Minterichnus shieldi, a new type of trace fossil (resting trace) of a phyllocarid crustacean from Texas shows animals trapped in a tidal pool, just before animals first emerged onto land.
Trace fossils represent the remains of an ancient organism’s activity. They include animal tracks, burrows and resting traces.
A new type of resting trace from the middle Cambrian period, around 500 million years ago, slightly younger than the famous Burgess Shale fauna in Canada, reveals what life was like in tidal settings at this time.
The ancient animal that produced it was about 6 cm long and belonged to a group of crustaceans called phyllocarids (the distant ancestor of crabs and lobsters), probably like their earliest example called Arenosicaris found in Wisconsin around this time.
The fossil resting trace was discovered in the Riley Formation of central Texas. It consists of small isolated traces on the underside of a sandstone slab, comprising imprints of the arthropod’s antennae, five walking legs, at least five gill plates, an abdomen and tail spines.

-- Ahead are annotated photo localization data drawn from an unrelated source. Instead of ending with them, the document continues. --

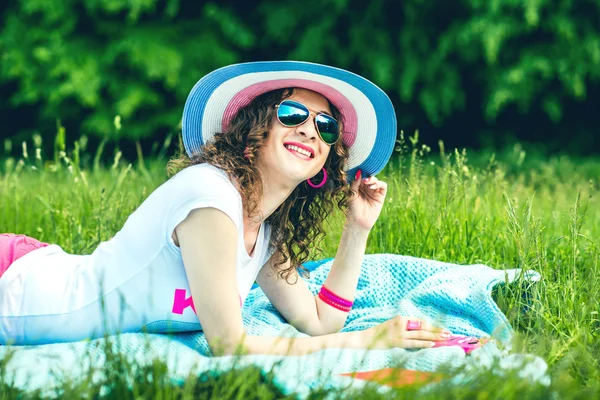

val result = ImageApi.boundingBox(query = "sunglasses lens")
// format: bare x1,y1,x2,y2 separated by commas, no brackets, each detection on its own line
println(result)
316,114,339,145
277,100,309,126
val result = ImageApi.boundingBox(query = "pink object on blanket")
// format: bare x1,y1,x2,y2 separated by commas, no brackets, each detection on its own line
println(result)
432,335,488,354
0,234,50,278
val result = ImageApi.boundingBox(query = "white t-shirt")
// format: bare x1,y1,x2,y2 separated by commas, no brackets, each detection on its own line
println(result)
0,164,273,345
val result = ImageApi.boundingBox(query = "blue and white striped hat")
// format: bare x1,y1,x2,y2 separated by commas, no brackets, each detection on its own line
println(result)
182,61,397,178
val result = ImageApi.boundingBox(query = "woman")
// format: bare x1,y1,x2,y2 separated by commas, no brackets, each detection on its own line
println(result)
0,61,450,354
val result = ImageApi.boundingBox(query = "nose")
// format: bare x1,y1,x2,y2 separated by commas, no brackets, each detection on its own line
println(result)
295,113,319,141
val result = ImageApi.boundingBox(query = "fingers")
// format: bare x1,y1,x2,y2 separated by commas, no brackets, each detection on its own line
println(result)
352,171,382,189
419,320,448,334
405,329,448,341
350,170,362,193
403,317,451,341
370,316,453,350
353,174,387,198
361,175,379,189
364,179,387,198
401,340,436,349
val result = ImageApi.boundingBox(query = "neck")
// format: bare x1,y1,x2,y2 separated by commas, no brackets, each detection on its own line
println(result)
244,163,298,230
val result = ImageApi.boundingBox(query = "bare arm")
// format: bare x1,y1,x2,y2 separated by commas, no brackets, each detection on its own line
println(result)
317,223,370,332
175,208,369,355
255,224,368,337
241,315,444,356
241,330,368,356
176,208,245,354
176,208,446,356
255,176,379,336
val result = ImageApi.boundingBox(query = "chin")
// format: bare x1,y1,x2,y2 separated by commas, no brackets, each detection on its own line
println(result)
285,170,310,183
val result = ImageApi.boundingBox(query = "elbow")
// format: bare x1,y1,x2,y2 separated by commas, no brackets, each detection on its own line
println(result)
297,319,343,337
291,297,347,336
320,323,345,336
302,303,345,336
292,316,325,337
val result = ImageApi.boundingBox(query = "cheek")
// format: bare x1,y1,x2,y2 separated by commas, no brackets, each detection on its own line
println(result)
262,131,281,155
255,141,275,163
320,145,332,164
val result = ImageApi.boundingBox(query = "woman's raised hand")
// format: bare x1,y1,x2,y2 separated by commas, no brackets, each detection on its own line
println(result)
363,315,451,349
346,171,388,232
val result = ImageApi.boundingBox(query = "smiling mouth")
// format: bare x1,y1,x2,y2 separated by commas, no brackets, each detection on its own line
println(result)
284,144,314,159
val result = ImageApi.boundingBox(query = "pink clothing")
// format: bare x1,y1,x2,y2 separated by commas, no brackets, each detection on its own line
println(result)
0,234,50,278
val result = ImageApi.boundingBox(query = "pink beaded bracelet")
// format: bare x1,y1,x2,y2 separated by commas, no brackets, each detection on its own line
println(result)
320,285,353,307
318,292,352,312
317,285,354,312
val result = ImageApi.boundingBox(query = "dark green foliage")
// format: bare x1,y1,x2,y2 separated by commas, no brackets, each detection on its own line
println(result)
2,0,600,153
0,0,249,141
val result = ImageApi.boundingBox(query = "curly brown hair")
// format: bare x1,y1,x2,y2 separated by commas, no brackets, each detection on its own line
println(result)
167,88,351,283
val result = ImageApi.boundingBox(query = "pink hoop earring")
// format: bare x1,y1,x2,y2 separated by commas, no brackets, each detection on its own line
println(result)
306,168,327,189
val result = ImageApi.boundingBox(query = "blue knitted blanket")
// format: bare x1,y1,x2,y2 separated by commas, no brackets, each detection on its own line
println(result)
0,254,548,397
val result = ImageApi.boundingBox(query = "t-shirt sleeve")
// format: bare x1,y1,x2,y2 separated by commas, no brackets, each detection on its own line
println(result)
163,165,242,248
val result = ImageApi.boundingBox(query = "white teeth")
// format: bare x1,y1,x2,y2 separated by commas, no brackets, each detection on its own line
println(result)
285,144,312,158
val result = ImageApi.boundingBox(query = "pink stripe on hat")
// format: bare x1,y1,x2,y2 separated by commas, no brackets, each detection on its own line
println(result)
222,79,358,147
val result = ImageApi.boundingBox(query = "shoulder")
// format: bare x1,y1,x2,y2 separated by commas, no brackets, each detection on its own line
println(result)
168,163,240,199
177,207,239,238
172,163,232,186
164,163,244,239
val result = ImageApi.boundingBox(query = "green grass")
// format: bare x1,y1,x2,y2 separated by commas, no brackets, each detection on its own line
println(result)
1,132,599,399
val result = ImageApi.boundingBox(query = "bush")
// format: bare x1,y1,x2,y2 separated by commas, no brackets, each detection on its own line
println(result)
1,0,599,153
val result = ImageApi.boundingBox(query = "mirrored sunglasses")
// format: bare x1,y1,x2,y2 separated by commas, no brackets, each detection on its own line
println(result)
275,100,340,145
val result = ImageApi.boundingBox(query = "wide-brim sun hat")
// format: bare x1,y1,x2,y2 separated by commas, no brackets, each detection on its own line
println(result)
182,61,397,178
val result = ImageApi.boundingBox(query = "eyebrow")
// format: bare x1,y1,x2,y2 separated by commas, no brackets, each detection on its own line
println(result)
307,106,332,116
289,99,333,117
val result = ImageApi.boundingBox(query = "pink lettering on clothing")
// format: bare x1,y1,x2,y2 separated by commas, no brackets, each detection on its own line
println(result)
171,289,243,315
172,289,196,315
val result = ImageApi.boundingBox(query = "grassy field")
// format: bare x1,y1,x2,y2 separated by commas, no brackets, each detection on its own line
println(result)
1,133,599,399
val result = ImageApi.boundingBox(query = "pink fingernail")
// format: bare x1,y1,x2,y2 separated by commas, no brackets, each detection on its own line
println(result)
355,170,361,180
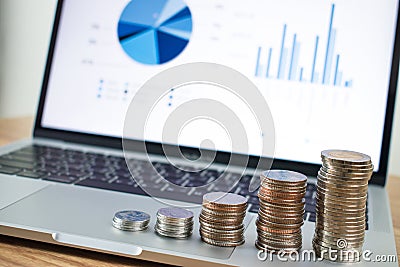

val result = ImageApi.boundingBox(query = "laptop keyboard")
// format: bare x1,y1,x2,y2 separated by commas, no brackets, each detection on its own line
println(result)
0,144,368,229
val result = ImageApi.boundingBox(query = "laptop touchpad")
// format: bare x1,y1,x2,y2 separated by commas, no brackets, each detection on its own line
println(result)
0,184,253,260
0,175,49,209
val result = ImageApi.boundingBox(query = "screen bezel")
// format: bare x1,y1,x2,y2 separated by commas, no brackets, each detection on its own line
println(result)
34,0,400,186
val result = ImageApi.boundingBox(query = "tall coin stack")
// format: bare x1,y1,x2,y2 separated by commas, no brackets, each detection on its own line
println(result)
199,192,247,247
313,150,373,263
256,170,307,252
155,207,194,239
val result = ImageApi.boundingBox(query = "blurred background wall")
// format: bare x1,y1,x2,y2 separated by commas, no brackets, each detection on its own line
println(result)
0,0,399,176
0,0,55,117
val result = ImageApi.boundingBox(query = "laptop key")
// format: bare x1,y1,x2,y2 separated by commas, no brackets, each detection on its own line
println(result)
16,170,46,179
0,165,21,174
114,170,131,179
18,145,43,153
247,196,259,205
58,171,88,178
186,180,208,187
76,179,146,195
88,173,114,182
5,152,41,163
44,175,79,184
114,178,135,185
248,204,260,213
0,158,35,169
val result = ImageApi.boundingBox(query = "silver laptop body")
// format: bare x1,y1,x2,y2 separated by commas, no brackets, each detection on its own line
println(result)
0,0,399,266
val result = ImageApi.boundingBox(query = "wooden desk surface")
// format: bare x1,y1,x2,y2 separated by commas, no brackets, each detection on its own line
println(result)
0,116,399,266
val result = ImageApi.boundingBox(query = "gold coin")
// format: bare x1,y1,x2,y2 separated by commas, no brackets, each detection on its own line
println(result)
321,150,371,165
259,187,305,199
257,217,304,229
260,208,304,218
260,201,305,211
315,204,366,216
199,221,243,231
261,170,307,184
201,236,245,247
315,227,365,237
257,229,301,239
322,158,373,168
256,219,301,234
260,181,307,191
317,177,369,191
201,207,247,217
321,165,373,175
316,185,367,198
202,192,247,207
317,174,369,187
316,190,367,202
319,169,371,181
255,240,301,253
315,221,366,231
315,232,365,243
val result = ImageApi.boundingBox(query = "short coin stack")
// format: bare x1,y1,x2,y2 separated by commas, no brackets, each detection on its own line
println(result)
256,170,307,252
155,207,194,239
112,210,150,231
199,192,247,247
313,150,373,263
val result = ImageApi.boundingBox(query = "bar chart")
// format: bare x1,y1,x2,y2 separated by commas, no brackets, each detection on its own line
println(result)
254,4,353,87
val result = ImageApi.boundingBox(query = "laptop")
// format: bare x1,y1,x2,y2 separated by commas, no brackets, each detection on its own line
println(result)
0,0,399,266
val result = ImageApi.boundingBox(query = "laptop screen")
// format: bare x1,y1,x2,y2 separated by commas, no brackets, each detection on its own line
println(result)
41,0,399,171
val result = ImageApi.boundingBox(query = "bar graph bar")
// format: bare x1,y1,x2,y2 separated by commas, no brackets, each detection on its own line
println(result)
254,3,352,88
277,24,287,79
300,68,304,81
322,5,335,84
255,46,261,76
311,36,319,83
324,29,336,84
289,34,300,81
334,55,340,86
266,48,272,78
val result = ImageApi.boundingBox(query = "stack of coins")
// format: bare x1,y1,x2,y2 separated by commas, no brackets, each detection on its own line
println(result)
199,192,247,247
313,150,373,263
155,207,194,239
112,210,150,231
256,170,307,253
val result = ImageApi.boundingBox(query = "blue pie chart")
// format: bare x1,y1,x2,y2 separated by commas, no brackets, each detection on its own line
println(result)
118,0,192,65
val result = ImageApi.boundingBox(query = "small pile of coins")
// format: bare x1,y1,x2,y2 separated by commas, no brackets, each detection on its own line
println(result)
313,150,373,263
199,192,247,247
155,207,194,239
112,210,150,231
256,170,307,252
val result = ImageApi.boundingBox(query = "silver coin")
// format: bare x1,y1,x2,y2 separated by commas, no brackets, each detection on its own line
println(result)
114,210,150,222
112,210,150,231
157,207,194,220
155,207,194,239
112,221,149,231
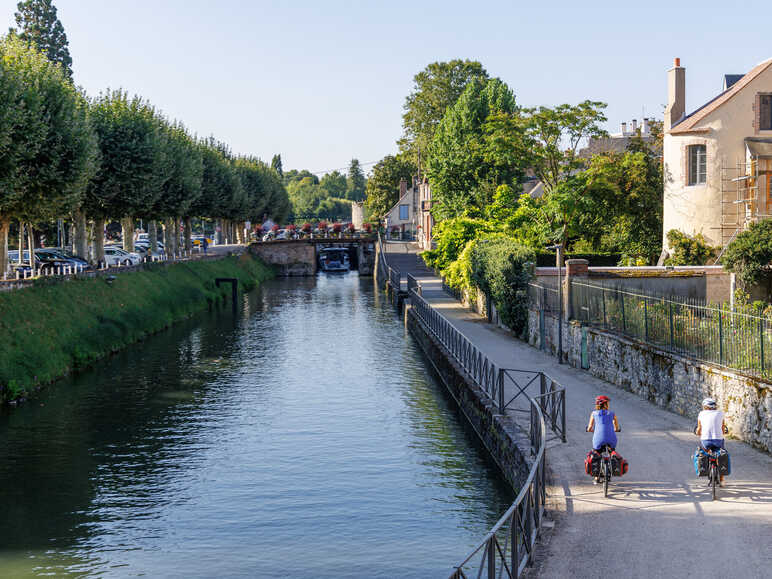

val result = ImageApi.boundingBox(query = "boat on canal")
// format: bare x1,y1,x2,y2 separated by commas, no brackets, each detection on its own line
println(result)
318,247,350,272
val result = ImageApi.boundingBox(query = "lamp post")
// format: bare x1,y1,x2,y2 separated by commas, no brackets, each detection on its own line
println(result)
547,243,564,364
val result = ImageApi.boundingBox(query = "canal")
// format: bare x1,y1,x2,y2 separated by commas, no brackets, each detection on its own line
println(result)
0,273,514,578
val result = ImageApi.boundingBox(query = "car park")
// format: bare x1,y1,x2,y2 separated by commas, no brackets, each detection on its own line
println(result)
103,246,141,266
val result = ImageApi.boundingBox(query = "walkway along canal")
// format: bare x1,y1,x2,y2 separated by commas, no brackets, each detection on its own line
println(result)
0,273,514,578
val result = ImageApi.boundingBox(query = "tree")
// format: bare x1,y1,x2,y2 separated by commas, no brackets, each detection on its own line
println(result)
364,155,416,218
319,170,347,199
400,59,488,162
425,77,520,219
346,158,366,201
271,153,283,178
85,90,166,261
0,34,97,275
12,0,72,78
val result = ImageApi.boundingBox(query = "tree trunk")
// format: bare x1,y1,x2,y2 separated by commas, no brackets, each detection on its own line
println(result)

It is named Minterichnus shieldi, after Dr. Nicholas Minter from Portsmouth University, in recognition of his research on trace fossils and Mr. Elgean Shield who discovered the fossil in 1937 and later received a Presidential Citation for World War II actions.
The fossil shows ancient behavior — animals trapped in a tidal pool, before animals established themselves on land, an important stepping stone in the evolution of life.
Worms, lingulid brachiopods and stranded dying phyllocarids occupied the tidal pools, while trilobites and dendroid graptolites lived in the deeper tidal channels.
It was previously attributed to an obscure group of chelicerate arthropods called chasmataspidids, and was the oldest record of a euchelicerate (horseshoe crabs, eurypterids [sea scorpions] and arachnids); the oldest unequivocal euchelicerate is now Ordovician in age.